I heard a story about a monster buck that a non-resident killed this fall in Western ND, but haven't seen any photos or heard anything else on it. The story I heard from a fellow in Eastern Montana was that an outfitter saw this huge buck. He wanted his son to kill the buck, so he put his client on a stand 5 miles away from where he had seen the buck the day before and put his son on a stand where he had seen the buck. Low and behold, the buck shows up 5 miles away and the client kills the buck instead of the outfitter's son. The buck supposedly scored 230...a huge Non-Typical. Has anyone else heard this story? Can it be confirmed?


----------



## ImpalaSSpeed96 (Aug 25, 2008)

Sounds like quite the farce if ya ask me....


----------



## woodpecker (Mar 2, 2005)

This story was about the huge buck shot out by Watford City in 2007! Whether it was shot 5 miles away or not I don't know but that was what was said then.
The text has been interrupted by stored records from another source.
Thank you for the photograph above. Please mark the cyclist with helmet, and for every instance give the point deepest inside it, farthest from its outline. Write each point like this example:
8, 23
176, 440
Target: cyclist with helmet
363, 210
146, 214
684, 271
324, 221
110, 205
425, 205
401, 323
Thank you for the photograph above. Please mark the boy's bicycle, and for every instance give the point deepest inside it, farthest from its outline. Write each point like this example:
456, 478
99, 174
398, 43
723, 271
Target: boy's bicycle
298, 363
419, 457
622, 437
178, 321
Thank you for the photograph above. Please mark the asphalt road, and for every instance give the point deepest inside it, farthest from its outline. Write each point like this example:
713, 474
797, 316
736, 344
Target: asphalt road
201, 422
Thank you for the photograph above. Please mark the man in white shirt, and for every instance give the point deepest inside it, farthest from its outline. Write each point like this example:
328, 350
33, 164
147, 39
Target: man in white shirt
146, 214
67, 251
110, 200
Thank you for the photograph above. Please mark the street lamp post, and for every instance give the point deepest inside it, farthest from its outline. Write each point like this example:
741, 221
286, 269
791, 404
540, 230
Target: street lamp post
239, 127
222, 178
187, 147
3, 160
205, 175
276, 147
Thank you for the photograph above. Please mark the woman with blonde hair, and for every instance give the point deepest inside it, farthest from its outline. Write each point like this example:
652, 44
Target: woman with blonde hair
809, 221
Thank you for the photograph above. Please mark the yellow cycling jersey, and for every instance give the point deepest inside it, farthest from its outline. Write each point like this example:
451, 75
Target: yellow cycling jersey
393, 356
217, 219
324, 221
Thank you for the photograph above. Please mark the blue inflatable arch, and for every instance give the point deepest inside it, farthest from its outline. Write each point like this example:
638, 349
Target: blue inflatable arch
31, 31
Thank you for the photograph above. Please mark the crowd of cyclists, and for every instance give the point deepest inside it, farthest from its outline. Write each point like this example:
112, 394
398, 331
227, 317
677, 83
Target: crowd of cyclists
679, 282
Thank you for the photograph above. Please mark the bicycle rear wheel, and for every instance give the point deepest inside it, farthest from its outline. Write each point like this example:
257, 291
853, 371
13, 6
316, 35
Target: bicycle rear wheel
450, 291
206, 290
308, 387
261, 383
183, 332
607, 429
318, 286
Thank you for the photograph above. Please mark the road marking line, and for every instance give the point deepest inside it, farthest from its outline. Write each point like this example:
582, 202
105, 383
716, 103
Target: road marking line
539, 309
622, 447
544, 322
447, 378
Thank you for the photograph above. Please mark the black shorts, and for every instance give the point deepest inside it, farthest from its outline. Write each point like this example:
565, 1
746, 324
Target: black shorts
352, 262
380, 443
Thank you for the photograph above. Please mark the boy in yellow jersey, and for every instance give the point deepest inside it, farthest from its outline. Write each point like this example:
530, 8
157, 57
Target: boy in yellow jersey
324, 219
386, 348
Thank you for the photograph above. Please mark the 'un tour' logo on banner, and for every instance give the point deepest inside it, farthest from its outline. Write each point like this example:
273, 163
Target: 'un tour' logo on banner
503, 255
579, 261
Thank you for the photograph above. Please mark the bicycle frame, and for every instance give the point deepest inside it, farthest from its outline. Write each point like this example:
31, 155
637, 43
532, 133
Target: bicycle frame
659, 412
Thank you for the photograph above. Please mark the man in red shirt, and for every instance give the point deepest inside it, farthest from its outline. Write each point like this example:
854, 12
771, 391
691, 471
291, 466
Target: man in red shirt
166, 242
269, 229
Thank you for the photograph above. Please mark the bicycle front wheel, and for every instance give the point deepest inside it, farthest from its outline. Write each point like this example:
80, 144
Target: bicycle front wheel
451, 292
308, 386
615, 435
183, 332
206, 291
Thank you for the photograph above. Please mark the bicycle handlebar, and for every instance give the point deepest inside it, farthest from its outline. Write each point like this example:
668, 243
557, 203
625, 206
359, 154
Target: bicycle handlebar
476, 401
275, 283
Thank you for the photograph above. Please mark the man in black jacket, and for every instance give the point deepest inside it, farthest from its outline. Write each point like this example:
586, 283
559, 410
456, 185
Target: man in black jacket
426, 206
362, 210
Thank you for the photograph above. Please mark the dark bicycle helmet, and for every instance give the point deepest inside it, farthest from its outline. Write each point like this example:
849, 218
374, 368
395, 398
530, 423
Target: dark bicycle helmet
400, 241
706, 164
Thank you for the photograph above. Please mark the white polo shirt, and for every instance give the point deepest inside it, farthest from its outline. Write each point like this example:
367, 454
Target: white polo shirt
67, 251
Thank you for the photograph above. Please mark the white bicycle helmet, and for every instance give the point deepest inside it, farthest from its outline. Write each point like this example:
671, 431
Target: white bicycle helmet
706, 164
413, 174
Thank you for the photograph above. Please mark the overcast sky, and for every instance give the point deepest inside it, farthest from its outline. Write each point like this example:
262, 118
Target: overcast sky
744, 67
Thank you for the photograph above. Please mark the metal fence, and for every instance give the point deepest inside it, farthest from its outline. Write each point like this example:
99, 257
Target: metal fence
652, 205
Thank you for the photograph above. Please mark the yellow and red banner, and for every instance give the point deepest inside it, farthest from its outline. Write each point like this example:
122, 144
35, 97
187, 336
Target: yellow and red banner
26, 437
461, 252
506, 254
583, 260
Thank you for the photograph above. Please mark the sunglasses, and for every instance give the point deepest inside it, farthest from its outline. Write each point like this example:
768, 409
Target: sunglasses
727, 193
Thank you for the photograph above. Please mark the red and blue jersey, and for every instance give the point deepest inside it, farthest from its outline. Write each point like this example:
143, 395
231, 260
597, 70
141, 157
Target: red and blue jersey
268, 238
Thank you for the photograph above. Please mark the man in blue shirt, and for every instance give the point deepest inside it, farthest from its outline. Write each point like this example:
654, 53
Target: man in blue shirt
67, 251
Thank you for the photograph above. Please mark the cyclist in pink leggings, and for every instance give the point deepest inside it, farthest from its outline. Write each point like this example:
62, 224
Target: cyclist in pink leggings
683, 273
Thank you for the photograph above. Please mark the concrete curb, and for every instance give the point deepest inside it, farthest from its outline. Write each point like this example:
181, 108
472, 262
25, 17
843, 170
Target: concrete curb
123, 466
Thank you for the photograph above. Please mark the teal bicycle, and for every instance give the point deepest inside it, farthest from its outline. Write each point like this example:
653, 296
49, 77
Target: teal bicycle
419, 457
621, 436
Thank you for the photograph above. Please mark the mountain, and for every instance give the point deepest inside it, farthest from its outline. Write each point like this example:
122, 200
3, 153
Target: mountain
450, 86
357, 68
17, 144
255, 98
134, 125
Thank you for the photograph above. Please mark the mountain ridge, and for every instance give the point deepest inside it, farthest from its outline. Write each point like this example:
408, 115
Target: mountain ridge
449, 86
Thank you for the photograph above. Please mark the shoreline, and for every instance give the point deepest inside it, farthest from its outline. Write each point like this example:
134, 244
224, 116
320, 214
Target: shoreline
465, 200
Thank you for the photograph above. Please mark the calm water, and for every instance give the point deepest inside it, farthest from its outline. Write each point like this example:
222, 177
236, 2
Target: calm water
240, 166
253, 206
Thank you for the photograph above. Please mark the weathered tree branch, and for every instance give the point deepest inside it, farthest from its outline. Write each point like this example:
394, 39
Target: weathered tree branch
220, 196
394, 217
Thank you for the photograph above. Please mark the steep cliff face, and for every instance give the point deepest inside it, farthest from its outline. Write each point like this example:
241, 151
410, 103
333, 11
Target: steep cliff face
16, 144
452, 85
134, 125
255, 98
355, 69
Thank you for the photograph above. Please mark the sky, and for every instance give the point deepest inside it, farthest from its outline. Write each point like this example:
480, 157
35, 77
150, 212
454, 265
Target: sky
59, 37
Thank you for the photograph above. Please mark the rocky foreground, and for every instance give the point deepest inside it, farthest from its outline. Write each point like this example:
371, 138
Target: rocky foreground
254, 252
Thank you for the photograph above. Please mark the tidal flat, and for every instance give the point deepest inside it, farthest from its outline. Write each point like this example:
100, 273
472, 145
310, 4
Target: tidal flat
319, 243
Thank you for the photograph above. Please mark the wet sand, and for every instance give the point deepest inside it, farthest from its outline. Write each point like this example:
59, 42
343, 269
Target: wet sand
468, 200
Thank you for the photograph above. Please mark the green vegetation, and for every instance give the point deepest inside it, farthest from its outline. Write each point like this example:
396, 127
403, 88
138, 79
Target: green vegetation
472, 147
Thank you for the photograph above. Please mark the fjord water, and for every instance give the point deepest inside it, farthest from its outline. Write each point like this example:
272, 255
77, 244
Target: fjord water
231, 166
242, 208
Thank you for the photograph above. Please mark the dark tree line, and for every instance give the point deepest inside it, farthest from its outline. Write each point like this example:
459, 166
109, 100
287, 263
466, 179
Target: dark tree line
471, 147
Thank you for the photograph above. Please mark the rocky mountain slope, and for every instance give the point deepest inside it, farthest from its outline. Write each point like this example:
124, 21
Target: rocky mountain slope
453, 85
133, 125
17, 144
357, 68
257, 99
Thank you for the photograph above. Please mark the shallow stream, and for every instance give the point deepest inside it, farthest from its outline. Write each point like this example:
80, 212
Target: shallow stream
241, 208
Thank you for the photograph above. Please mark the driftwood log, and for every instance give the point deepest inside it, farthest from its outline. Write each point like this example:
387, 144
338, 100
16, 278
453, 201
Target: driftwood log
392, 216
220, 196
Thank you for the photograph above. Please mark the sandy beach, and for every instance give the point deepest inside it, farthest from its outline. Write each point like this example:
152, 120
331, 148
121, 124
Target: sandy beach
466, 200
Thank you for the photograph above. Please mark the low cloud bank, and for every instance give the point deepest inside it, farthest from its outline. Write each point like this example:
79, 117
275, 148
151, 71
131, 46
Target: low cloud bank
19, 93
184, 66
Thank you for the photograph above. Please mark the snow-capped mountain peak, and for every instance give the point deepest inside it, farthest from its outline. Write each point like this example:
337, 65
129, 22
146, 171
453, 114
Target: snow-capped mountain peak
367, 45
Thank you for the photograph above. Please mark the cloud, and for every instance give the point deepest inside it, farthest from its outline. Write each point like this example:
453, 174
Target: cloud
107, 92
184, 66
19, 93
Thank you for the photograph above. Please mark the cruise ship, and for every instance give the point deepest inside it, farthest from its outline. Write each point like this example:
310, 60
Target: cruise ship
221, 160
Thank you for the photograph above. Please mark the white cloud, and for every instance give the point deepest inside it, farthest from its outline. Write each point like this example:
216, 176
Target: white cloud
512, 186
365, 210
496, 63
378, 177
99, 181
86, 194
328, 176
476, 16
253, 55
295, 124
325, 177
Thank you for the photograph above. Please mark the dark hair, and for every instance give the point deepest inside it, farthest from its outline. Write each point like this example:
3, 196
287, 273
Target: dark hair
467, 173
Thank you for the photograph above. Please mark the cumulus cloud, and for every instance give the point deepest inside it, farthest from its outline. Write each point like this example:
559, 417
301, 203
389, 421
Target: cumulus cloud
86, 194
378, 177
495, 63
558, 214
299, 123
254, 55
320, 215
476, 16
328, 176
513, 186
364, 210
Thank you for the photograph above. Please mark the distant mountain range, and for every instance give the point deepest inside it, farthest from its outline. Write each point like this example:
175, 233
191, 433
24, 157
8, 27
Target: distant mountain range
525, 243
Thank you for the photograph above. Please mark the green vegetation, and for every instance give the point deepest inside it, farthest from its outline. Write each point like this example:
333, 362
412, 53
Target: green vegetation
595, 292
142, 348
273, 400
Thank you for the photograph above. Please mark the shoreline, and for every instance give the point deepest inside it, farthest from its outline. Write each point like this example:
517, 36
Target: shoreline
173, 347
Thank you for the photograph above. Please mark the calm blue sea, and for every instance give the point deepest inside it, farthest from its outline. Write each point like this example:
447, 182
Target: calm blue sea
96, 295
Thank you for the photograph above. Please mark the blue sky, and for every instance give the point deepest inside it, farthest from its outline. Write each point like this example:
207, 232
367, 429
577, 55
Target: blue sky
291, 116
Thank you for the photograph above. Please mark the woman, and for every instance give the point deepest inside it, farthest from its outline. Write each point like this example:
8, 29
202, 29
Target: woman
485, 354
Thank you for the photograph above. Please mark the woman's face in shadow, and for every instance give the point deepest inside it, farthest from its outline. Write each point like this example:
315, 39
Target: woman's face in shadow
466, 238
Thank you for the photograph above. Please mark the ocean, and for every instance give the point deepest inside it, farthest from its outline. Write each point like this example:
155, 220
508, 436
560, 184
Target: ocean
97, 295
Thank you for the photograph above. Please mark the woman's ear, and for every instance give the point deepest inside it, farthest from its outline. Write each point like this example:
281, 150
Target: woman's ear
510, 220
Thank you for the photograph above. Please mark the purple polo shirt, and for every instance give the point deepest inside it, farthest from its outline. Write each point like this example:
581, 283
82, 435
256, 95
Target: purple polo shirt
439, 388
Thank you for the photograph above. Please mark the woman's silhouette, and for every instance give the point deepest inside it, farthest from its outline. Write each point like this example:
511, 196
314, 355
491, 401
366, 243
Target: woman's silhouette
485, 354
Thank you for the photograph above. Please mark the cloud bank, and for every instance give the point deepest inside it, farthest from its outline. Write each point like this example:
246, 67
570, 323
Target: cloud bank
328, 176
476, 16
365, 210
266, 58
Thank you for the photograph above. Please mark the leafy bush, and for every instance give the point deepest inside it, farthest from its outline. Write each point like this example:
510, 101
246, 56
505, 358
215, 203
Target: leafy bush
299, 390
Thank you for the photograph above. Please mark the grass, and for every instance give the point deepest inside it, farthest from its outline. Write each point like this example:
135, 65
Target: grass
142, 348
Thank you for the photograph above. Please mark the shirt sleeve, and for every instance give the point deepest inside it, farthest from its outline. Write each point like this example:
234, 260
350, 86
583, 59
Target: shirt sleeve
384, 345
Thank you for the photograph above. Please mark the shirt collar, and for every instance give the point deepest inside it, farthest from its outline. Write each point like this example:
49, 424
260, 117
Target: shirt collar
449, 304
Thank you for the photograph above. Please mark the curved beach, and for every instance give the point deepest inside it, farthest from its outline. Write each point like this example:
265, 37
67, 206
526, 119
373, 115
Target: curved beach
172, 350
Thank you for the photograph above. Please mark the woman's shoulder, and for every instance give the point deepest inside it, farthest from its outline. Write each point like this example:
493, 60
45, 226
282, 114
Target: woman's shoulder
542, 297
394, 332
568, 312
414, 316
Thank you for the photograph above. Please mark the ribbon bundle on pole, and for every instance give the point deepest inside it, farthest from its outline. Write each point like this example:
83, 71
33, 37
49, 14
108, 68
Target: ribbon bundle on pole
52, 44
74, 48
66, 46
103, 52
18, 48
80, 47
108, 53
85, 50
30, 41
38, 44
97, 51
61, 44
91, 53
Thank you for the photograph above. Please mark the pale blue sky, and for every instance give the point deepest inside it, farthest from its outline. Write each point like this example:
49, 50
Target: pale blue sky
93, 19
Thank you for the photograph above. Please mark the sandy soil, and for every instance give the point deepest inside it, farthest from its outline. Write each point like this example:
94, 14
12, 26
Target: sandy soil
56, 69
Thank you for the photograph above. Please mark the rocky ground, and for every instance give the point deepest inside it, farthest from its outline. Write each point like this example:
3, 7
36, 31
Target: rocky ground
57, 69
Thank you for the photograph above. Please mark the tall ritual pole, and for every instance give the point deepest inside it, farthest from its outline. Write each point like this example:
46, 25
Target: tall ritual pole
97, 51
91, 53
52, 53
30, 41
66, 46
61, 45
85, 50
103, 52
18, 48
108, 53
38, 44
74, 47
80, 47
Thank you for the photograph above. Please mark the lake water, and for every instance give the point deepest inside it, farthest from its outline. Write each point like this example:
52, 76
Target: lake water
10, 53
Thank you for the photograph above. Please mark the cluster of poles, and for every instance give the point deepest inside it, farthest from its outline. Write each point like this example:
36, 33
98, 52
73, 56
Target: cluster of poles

I did see the pics. and it is a huge deer!


----------



## fish-n-hunt82 (Dec 13, 2008)

Have seen it and heard story will post pics and story when i find it.


----------



## fish-n-hunt82 (Dec 13, 2008)

http://www.northamericanwhitetail.com/t ... index.html

Here is the link for the story some pics to. story was submitted by the hunter himself.


----------



## taddy1340 (Dec 10, 2004)

fish-n-hunt82 said:


> http://www.northamericanwhitetail.com/trophybucks/NAW_0907_11/index.html
> 
> Here is the link for the story some pics to. story was submitted by the hunter himself.


Yeah, that's the one where the outfitter brags on his webpage about 30,000 lbs of bait put out that year.


----------



## trikortreat (Dec 10, 2008)

fish-n-hunt82 said:


> http://www.northamericanwhitetail.com/trophybucks/NAW_0907_11/index.html
> 
> Here is the link for the story some pics to. story was submitted by the hunter himself.


is that the one? said he shot it with a bow. whats up with people talkin bout the 500 yrd stuff?


----------



## hunt4P&amp;Y (Sep 23, 2004)

Good story, glad it was taken by a bowhunter. I find it odd though that he talks about target panick, and that he grabs his compound to curb the problem... I grab my long bow and shoot when I get panick... Kind of a backwards philosiphy he has!


----------



## goatboy (Dec 29, 2003)

Yes, two of our state records have been taken by out of staters.
Here's the muley from from 06, it not just our archery but over all record as well.
Guess I'd have a $hit eating grin like that also if that was me!
Dang cheeseheads!


----------